Search code examples
hadoopamazon-ec2amazon-web-serviceselastic-map-reduce

Amazon Elastic MapReduce: Output directory


I'm running through Amazon's example of running Elastic MapReduce and keep getting hit with the following error:

Error launching job , Output path already exists.

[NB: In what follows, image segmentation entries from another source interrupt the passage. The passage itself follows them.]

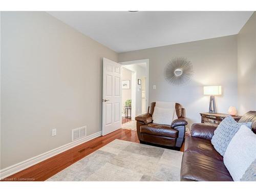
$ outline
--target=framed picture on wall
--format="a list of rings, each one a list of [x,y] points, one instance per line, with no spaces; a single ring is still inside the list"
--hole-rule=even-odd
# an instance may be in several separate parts
[[[122,88],[123,89],[130,89],[130,80],[125,80],[122,81]]]

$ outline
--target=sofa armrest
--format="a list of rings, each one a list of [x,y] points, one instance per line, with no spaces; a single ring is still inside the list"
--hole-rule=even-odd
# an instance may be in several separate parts
[[[172,127],[175,127],[178,126],[185,126],[187,124],[187,120],[185,118],[182,117],[174,120],[170,126]]]
[[[206,123],[194,123],[191,126],[192,137],[211,140],[217,125]]]
[[[152,123],[153,121],[152,116],[149,113],[144,113],[135,117],[135,120],[144,124]]]

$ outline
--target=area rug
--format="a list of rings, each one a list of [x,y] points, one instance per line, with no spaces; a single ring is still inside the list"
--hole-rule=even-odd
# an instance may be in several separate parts
[[[136,121],[134,120],[122,124],[122,129],[136,131]]]
[[[182,154],[116,139],[47,181],[180,181]]]

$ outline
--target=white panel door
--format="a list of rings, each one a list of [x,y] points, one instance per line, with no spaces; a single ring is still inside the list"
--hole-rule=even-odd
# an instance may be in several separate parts
[[[102,135],[122,125],[121,65],[103,58]]]

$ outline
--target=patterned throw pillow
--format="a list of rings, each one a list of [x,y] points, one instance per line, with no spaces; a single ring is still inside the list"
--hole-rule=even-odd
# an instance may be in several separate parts
[[[231,116],[227,116],[214,131],[211,140],[211,144],[220,154],[224,156],[228,144],[241,126],[245,125],[250,129],[251,124],[251,122],[238,123]]]
[[[240,181],[256,181],[256,159],[248,167]]]

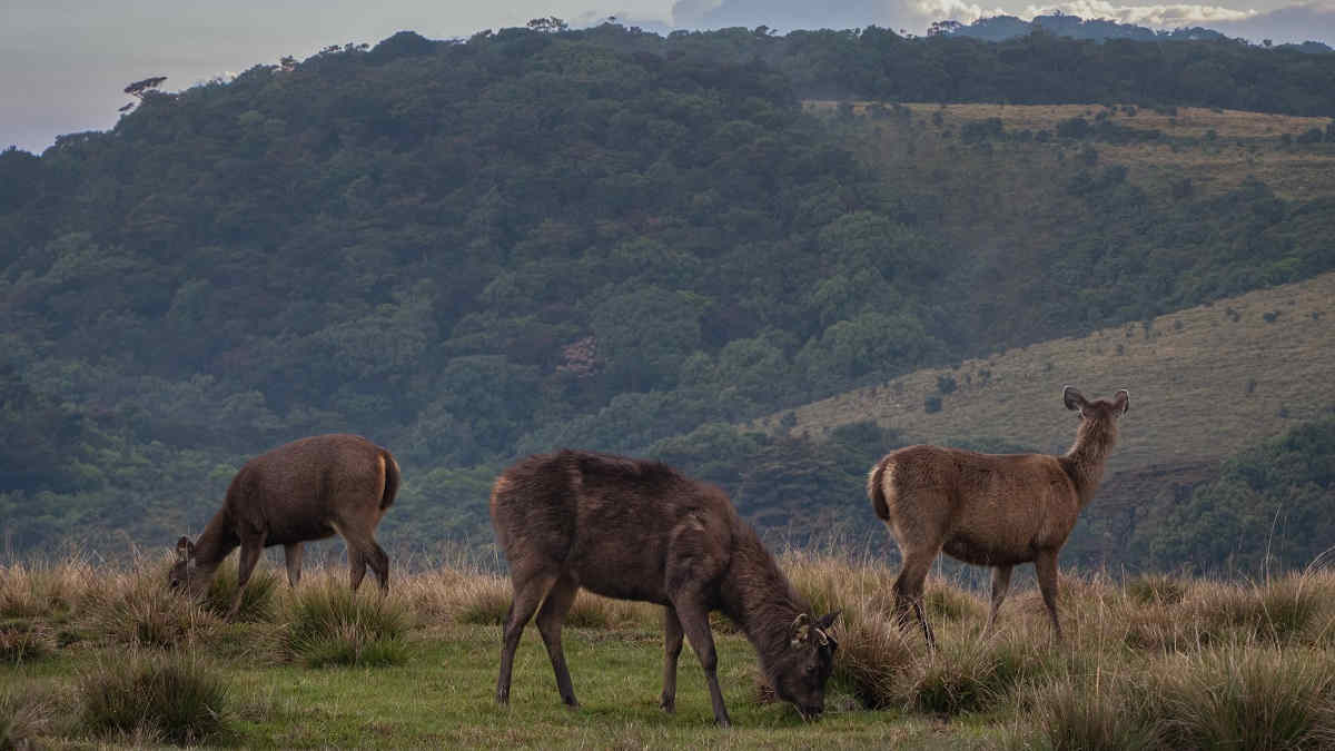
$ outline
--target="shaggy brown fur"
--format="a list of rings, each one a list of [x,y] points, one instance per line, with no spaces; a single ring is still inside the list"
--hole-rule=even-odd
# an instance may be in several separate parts
[[[171,585],[200,592],[240,545],[235,615],[262,549],[283,545],[287,580],[296,587],[302,543],[338,533],[347,541],[352,589],[362,584],[370,564],[380,591],[388,591],[390,557],[375,543],[375,525],[398,489],[398,462],[360,436],[314,436],[284,444],[242,466],[227,488],[223,508],[196,543],[188,537],[176,543]]]
[[[941,551],[992,567],[988,631],[1011,585],[1011,569],[1033,561],[1053,633],[1061,639],[1057,552],[1099,489],[1131,396],[1121,390],[1112,401],[1091,402],[1067,386],[1061,398],[1067,409],[1080,412],[1076,442],[1064,456],[908,446],[872,468],[866,494],[904,557],[894,580],[894,612],[902,627],[912,607],[929,645],[936,639],[922,611],[922,583]]]
[[[497,702],[510,699],[514,651],[537,612],[561,699],[578,706],[561,627],[585,588],[665,607],[663,710],[676,706],[685,635],[705,668],[714,719],[729,724],[709,631],[714,609],[746,633],[781,698],[804,718],[824,710],[834,615],[812,615],[718,488],[653,461],[563,450],[505,470],[491,490],[491,522],[514,584]]]

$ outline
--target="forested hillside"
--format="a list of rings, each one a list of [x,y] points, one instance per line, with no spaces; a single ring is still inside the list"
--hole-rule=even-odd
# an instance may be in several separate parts
[[[682,464],[766,527],[838,520],[849,478],[912,436],[725,424],[1311,277],[1335,267],[1335,216],[1255,176],[1180,190],[1128,172],[1099,150],[1136,128],[1092,111],[1024,135],[801,98],[1008,99],[968,82],[997,55],[1012,72],[1075,55],[1036,91],[1335,112],[1324,56],[1172,44],[400,33],[148,95],[41,156],[5,151],[7,544],[164,545],[246,457],[334,430],[399,457],[391,545],[487,543],[497,469],[561,445]],[[1119,88],[1113,53],[1141,91]],[[1195,63],[1219,79],[1191,83]],[[1176,94],[1155,88],[1167,73]],[[1254,73],[1278,83],[1239,86]],[[908,80],[928,88],[893,90]],[[1306,124],[1251,147],[1327,154],[1324,120]],[[1023,220],[1047,231],[980,242],[1004,212],[1019,237],[1003,186],[1040,174]]]

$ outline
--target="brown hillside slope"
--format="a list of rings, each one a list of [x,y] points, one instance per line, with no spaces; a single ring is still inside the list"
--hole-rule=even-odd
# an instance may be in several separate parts
[[[953,378],[943,394],[939,382]],[[1093,397],[1131,390],[1131,412],[1095,501],[1095,524],[1120,544],[1156,516],[1155,496],[1180,500],[1220,458],[1280,434],[1335,404],[1335,273],[1192,307],[1144,323],[1063,338],[920,370],[792,410],[793,434],[874,420],[906,438],[951,444],[993,437],[1064,452],[1075,418],[1061,386]],[[941,409],[928,413],[928,397]],[[785,413],[786,414],[786,413]],[[782,414],[757,426],[778,432]]]

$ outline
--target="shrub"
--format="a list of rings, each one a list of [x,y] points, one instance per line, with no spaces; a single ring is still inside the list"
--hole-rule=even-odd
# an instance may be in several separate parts
[[[358,596],[327,583],[292,597],[283,645],[311,667],[386,665],[407,659],[409,611],[399,600]]]
[[[36,748],[35,739],[52,732],[59,704],[51,691],[31,686],[0,690],[0,750]]]
[[[1153,676],[1180,748],[1330,748],[1335,665],[1324,653],[1230,647],[1175,659]]]
[[[80,722],[95,735],[207,742],[223,731],[227,686],[183,652],[108,657],[79,683]]]
[[[1187,593],[1187,587],[1172,576],[1147,573],[1131,579],[1124,585],[1127,596],[1140,604],[1163,603],[1175,605]]]

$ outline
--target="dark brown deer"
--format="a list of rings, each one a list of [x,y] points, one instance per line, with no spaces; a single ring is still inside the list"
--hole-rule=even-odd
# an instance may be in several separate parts
[[[908,446],[872,468],[866,494],[904,559],[894,580],[894,613],[906,627],[912,607],[929,647],[936,639],[922,609],[922,583],[943,549],[964,563],[992,567],[988,632],[1011,585],[1011,569],[1033,561],[1053,635],[1061,640],[1057,553],[1099,489],[1131,394],[1120,390],[1112,401],[1091,402],[1067,386],[1061,400],[1080,412],[1076,442],[1063,456]]]
[[[531,456],[497,478],[491,522],[514,584],[498,703],[510,700],[514,651],[537,612],[561,699],[579,706],[561,649],[561,627],[585,588],[666,608],[659,702],[665,711],[676,707],[685,633],[705,668],[714,720],[730,723],[709,631],[709,612],[716,609],[746,633],[780,698],[804,719],[824,710],[837,647],[829,628],[838,613],[812,615],[718,488],[654,461],[562,450]]]
[[[360,587],[370,565],[380,591],[387,592],[390,557],[375,543],[375,525],[398,489],[398,462],[360,436],[314,436],[278,446],[246,462],[232,477],[223,508],[198,541],[182,537],[176,543],[170,584],[198,595],[223,559],[240,547],[231,617],[242,604],[260,551],[283,545],[287,581],[296,587],[302,543],[336,533],[347,541],[352,589]]]

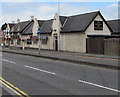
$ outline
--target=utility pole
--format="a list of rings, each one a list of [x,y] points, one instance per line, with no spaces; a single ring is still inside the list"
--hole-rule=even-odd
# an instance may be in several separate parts
[[[58,2],[58,52],[60,51],[60,2]]]

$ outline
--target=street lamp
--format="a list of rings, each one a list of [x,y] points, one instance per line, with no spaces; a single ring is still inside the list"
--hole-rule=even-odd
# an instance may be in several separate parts
[[[39,50],[39,55],[40,55],[40,28],[38,28],[38,50]]]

Here is the command to run the job that I am using:

C:\ruby\elastic-mapreduce-cli>ruby elastic-mapreduce --create --stream \
     --mapper  s3://elasticmapreduce/samples/wordcount/wordSplitter.py \
     --input   s3://elasticmapreduce/samples/wordcount/input \
     --output  [A path to a bucket you own on Amazon S3, such as, s3n://myawsbucket] \
     --reducer aggregate

Here is where the example comes from here

I'm following Amazon'd directions for the output directory. The bucket name is s3n://mp.maptester321mark/. I've looked through all their suggestions for problems on this url

Here is my credentials.json info:

{
"access_id": "1234123412",
"private_key": "1234123412",
"keypair": "markkeypair",
"key-pair-file": "C:/Ruby/elastic-mapreduce-cli/markkeypair",
"log_uri": "s3n://mp-mapreduce/",
"region": "us-west-2"
}

Solution

  • hadoop jobs won't clobber directories that already exist. You just need to run:

    hadoop fs -rmr <output_dir>
    

    before your job ot just use the AWS console to remove the directory.